Speaker: John Dever (Gatech)
Time: Tuesday, October 10, 2018 at 8:30 am
Place: MONT 214
Title: Local space and time scaling exponents for diffusion on a compact metric space.

In this talk we define and investigate a local space scaling exponent \(\alpha\) and a local time scaling exponent \(\beta.\)
The exponent \(\alpha\) is the local Hausdorff dimension. We provide several examples of spaces with continuously variable \(\alpha.\) We also investigate a local Hausdorff measure and establish uniqueness up to a strong equivalence of measures satisfying the Ahlfors regularity property \(\mu(B_r(x)) \asymp r^{\alpha(x)}.\)

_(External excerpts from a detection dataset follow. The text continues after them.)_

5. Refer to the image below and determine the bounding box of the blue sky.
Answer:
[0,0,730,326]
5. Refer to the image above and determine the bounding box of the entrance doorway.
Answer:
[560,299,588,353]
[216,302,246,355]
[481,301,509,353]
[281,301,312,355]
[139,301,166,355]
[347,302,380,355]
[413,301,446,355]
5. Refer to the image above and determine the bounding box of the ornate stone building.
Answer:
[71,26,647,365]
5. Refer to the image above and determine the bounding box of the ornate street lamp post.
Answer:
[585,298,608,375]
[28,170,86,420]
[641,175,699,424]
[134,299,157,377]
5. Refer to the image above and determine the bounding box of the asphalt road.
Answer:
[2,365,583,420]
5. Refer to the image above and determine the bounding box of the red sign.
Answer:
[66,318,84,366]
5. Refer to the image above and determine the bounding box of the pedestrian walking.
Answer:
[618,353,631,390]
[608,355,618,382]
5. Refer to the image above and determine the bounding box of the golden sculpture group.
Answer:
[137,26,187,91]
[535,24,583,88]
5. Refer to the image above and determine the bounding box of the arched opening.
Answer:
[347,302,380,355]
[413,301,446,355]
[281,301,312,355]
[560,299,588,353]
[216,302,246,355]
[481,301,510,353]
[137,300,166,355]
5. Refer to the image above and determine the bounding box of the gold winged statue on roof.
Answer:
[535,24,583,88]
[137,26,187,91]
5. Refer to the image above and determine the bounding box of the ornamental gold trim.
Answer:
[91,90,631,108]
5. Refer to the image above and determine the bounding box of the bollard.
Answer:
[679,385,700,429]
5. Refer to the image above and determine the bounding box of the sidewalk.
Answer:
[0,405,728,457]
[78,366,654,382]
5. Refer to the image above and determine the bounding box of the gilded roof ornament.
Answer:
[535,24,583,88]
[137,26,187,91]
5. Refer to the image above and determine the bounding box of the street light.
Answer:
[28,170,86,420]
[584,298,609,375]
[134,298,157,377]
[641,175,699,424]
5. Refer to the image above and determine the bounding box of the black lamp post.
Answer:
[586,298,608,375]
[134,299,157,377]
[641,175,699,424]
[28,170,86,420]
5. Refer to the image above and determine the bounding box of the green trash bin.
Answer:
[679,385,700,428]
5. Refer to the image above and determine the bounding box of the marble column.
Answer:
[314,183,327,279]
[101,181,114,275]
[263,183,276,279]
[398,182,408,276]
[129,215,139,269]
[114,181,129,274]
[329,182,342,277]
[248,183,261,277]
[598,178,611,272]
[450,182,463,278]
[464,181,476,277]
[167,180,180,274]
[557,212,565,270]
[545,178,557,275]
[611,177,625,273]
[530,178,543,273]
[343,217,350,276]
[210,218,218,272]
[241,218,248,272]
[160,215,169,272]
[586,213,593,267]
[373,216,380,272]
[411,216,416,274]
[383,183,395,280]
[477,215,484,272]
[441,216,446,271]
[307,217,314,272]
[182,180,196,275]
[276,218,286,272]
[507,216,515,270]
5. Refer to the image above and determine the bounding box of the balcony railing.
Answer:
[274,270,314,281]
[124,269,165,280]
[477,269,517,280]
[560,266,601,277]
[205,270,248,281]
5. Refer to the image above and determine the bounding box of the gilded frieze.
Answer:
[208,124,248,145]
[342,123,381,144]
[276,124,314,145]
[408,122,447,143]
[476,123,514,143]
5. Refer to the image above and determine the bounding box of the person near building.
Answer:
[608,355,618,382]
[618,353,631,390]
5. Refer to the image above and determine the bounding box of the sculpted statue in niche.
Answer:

The exponent \(\beta\) is roughly defined as a critical exponent of the expected number of steps needed for a discrete time random walk on an approximation of the space at scale \(\epsilon\) to leave a ball multiplied by a power \(\epsilon^\beta\) as the scale \(\epsilon\) goes to \(0.\) This exponent can then be localized. Next, we use \(\beta\) to re-normalize the time scale by introducing local exponential waiting times with mean at site \(x\) of [/latex]\epsilon^{\beta(x)}.[/latex] This gives a continuous time walk. We then examine the exit time regularity condition that if \(\mathscr{T}(B)\) is the supremum of the exit times from a ball \(B\) then \(\mathscr{T}(B_r(x))\asymp r^{\beta(x)}.\)
We show that this condition has a number of useful consequences, one of which is a Faber-Krahn type inequality \(\lambda_{1,\epsilon}(B)\geq \frac{c}{R^{\beta(x_0)}}\) where \(B=B_R(x_0)\), \(\lambda_{1,\epsilon}(B)\) is the bottom of the spectrum of the generator of the time-renormalized walk killed outside of \(B\) at stage \(\epsilon\) and \(c\) is a constant independent of \(\epsilon, x_0,\) and \(R.\) Lastly, we investigate convergence of approximating forms using \(\Gamma-\)convergence techniques.